The dust storms also contribute to water shortages through salt deposition.[37] The overuse of pesticides on crops to preserve yields has made this worse, with pesticide use far beyond health limits.[37] Crops in the region are destroyed by salt being deposited onto the land, and fields are being flushed with water at least four times per day to try to remove the salinity from the soils.[37] The land is decaying, causing few crops to grow besides fodder, which is what the farmers in Kazakhstan are now deciding to seed.[44] Large bodies of water, like the Aral Sea, can moderate a region's climate by altering moisture and energy balance.[45] Loss of water in Aral Sea has changed surface temperatures and wind patterns. This has resulted in hotter summers and cooler winters (an estimated 2˚C-6˚C change in either direction) and the emergence of dust storms over the area.[45]

Biology

The Aral Sea fishing industry, which in its heyday employed some 40,000 and reportedly produced one-sixth of the Soviet Union's entire fish catch, has been devastated. In the 1980s commercial harvests were becoming unsustainable, and by 1987 commercial harvest became nonexistent. Due to the declining sea levels, salinity levels became too high for the 20 native fish species to survive. The only fish that could survive the high-salinity levels was flounder. Due to the declining sea levels, former fishing towns along the original shores have become ship graveyards.[46] Aral, originally the main fishing port, is now several kilometres from the sea and has seen its population decline dramatically since the beginning of the crisis.[47] The town of Moynaq in Uzbekistan had a thriving harbour and fishing industry that employed about 30,000 people;[48] now it lies kilometres from the shore. Fishing boats lie scattered on the dry land that was once covered by water; many have been there for 20 years.

The South Aral Sea remains too saline to host any species other than halotolerant organisms.[49] The South Aral has been incapable of supporting fish since the late 1990s, when the flounder were killed by rising salinity levels.[50]

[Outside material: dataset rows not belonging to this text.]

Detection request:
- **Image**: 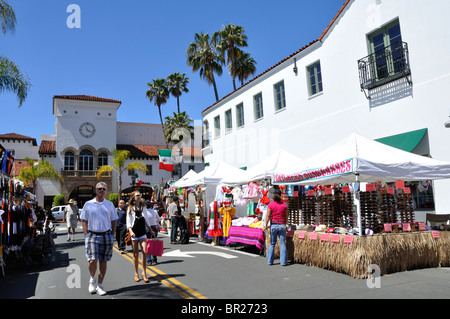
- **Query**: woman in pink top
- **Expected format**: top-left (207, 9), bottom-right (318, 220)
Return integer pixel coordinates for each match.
top-left (264, 190), bottom-right (288, 266)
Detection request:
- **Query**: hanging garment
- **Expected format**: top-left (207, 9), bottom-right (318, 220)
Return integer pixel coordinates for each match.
top-left (259, 189), bottom-right (270, 205)
top-left (219, 206), bottom-right (236, 237)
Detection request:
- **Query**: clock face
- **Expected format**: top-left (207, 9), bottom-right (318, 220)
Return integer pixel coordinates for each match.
top-left (80, 122), bottom-right (95, 138)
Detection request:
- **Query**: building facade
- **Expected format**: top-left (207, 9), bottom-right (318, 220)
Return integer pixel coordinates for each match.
top-left (31, 95), bottom-right (204, 206)
top-left (202, 0), bottom-right (450, 219)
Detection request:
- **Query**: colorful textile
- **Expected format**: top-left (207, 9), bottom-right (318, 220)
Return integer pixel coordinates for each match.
top-left (226, 226), bottom-right (264, 250)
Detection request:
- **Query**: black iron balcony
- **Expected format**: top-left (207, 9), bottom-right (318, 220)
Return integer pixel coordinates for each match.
top-left (358, 42), bottom-right (411, 90)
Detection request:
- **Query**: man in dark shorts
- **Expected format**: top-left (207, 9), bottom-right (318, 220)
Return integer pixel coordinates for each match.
top-left (80, 182), bottom-right (118, 296)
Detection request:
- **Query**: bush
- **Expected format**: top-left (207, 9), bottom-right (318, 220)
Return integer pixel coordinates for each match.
top-left (53, 194), bottom-right (65, 206)
top-left (108, 193), bottom-right (119, 207)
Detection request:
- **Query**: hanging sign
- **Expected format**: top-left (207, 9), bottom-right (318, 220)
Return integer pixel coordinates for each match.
top-left (395, 181), bottom-right (405, 188)
top-left (344, 235), bottom-right (353, 244)
top-left (272, 158), bottom-right (353, 184)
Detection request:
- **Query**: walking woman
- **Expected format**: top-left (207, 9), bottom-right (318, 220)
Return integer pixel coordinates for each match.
top-left (264, 190), bottom-right (289, 266)
top-left (127, 191), bottom-right (150, 282)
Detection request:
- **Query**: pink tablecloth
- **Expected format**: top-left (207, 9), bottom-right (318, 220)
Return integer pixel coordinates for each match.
top-left (226, 226), bottom-right (264, 250)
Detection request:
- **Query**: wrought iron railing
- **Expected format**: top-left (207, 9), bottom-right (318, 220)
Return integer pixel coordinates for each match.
top-left (358, 42), bottom-right (411, 90)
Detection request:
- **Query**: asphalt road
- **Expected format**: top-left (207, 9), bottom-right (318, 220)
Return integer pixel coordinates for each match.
top-left (0, 224), bottom-right (450, 304)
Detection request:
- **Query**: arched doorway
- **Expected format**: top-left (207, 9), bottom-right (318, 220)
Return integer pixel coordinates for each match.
top-left (120, 185), bottom-right (153, 202)
top-left (68, 185), bottom-right (95, 208)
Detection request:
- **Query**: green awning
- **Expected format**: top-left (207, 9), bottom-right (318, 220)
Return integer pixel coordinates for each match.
top-left (375, 128), bottom-right (427, 152)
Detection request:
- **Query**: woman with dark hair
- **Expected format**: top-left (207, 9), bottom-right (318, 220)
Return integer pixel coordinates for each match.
top-left (127, 191), bottom-right (153, 282)
top-left (263, 189), bottom-right (289, 266)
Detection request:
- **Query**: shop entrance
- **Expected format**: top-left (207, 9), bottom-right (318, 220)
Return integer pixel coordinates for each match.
top-left (68, 186), bottom-right (95, 208)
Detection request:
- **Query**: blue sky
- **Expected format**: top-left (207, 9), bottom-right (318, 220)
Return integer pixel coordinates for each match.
top-left (0, 0), bottom-right (344, 143)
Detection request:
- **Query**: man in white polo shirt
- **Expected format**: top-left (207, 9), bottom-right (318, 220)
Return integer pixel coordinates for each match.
top-left (80, 182), bottom-right (118, 296)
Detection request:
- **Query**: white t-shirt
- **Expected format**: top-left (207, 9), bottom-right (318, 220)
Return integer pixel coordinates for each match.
top-left (80, 198), bottom-right (119, 233)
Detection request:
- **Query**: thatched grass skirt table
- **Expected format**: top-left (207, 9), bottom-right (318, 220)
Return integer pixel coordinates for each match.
top-left (266, 231), bottom-right (450, 279)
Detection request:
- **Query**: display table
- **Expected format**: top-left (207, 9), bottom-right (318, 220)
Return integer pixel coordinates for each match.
top-left (225, 226), bottom-right (264, 250)
top-left (267, 231), bottom-right (450, 279)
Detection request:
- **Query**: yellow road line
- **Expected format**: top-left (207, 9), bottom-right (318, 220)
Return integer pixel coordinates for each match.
top-left (114, 245), bottom-right (207, 299)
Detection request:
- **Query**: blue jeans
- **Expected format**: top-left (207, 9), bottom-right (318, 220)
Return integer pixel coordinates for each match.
top-left (267, 224), bottom-right (287, 266)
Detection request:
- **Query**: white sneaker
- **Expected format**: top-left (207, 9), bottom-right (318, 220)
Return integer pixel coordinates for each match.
top-left (89, 278), bottom-right (97, 294)
top-left (96, 285), bottom-right (106, 296)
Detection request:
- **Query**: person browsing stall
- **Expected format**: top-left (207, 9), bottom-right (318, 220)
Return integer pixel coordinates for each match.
top-left (116, 199), bottom-right (127, 254)
top-left (80, 182), bottom-right (118, 296)
top-left (127, 191), bottom-right (154, 282)
top-left (263, 190), bottom-right (289, 266)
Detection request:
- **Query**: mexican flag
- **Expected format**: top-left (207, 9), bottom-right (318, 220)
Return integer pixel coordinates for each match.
top-left (158, 149), bottom-right (173, 172)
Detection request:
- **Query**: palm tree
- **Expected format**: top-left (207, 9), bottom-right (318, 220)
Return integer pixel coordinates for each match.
top-left (0, 0), bottom-right (31, 107)
top-left (167, 72), bottom-right (189, 113)
top-left (213, 24), bottom-right (248, 90)
top-left (19, 157), bottom-right (62, 195)
top-left (145, 79), bottom-right (169, 148)
top-left (164, 111), bottom-right (194, 144)
top-left (186, 32), bottom-right (223, 101)
top-left (97, 147), bottom-right (148, 200)
top-left (235, 50), bottom-right (256, 86)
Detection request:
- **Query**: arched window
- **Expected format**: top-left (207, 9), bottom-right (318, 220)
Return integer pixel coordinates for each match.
top-left (98, 153), bottom-right (108, 168)
top-left (78, 150), bottom-right (94, 171)
top-left (64, 152), bottom-right (75, 171)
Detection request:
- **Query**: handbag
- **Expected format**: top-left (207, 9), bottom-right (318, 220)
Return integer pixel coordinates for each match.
top-left (147, 239), bottom-right (164, 256)
top-left (125, 232), bottom-right (131, 246)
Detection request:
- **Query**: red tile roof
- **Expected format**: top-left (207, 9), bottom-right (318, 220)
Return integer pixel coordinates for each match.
top-left (202, 0), bottom-right (352, 114)
top-left (53, 95), bottom-right (122, 103)
top-left (0, 133), bottom-right (37, 146)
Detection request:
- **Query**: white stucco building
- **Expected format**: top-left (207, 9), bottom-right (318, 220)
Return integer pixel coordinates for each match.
top-left (30, 95), bottom-right (204, 206)
top-left (202, 0), bottom-right (450, 219)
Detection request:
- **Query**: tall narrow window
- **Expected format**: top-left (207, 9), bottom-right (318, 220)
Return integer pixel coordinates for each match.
top-left (225, 109), bottom-right (233, 133)
top-left (253, 93), bottom-right (264, 120)
top-left (64, 152), bottom-right (75, 171)
top-left (236, 103), bottom-right (244, 127)
top-left (78, 150), bottom-right (94, 171)
top-left (308, 61), bottom-right (323, 96)
top-left (368, 20), bottom-right (406, 80)
top-left (214, 115), bottom-right (220, 137)
top-left (273, 81), bottom-right (286, 111)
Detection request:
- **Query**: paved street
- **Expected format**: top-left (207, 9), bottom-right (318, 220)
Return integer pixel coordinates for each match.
top-left (0, 224), bottom-right (450, 301)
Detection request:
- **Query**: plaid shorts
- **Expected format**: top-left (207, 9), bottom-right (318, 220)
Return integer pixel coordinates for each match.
top-left (84, 231), bottom-right (114, 261)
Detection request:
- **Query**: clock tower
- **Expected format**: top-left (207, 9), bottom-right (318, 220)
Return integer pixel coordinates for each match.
top-left (53, 95), bottom-right (121, 202)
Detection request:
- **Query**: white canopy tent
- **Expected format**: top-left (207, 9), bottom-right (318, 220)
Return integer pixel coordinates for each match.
top-left (272, 134), bottom-right (450, 185)
top-left (222, 150), bottom-right (301, 185)
top-left (272, 134), bottom-right (450, 234)
top-left (177, 161), bottom-right (243, 187)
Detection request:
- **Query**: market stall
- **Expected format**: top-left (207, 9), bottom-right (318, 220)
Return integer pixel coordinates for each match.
top-left (272, 134), bottom-right (450, 278)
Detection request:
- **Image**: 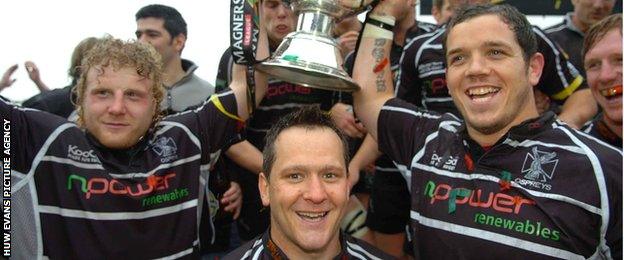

Also destroyed is the muskrat-trapping industry in the deltas of the Amu Darya and Syr Darya, which used to yield as many as 500,000 pelts a year.[32]

Vulnerable populations

Women and children are the most vulnerable populations in this environmental health crisis due to the highly polluted and salinated water used for drinking and the dried seabed.[51] Toxins from pesticides have been found in blood and breast milk of mothers, specifically organochlorides, polychlorinated biphenyl compounds (PCBs), DDT compounds, and TCDD.[52][40] These toxins can be, and often are, passed on to the children of these mothers resulting in low birthweight children and children with abnormalities. The rate of infants being born with abnormalities is five times higher in this region than in European countries.[53] The Aral Sea region has 26% of its children born at low birthweight, which is two standard deviations away from a national study population gathered by the WHO.[54] Exposures to toxic chemicals from the dry seabed and polluted water have caused other health issues in women in children. Renal tubular dysfunction has become a large health concern in children in the Aral Sea region as it is showing extremely high prevalence rates. Renal tubular dysfunction can also be related to growth and developmental stunting.[55] This, in conjunction with the already high rate of low birth weight children and children born with abnormalities, poses severe negative health effects and outcomes on children. These issues are compounded by the lack of research of maternal and child health effects caused by the demise of the Aral Sea. For example, only 26 English-language peer-reviewed articles and four reports on children's health were produced between 1994 and 2008.[56] In addition, there is a lack of health infrastructure and resources in the Aral Sea region to combat the health issues that have arisen.[57]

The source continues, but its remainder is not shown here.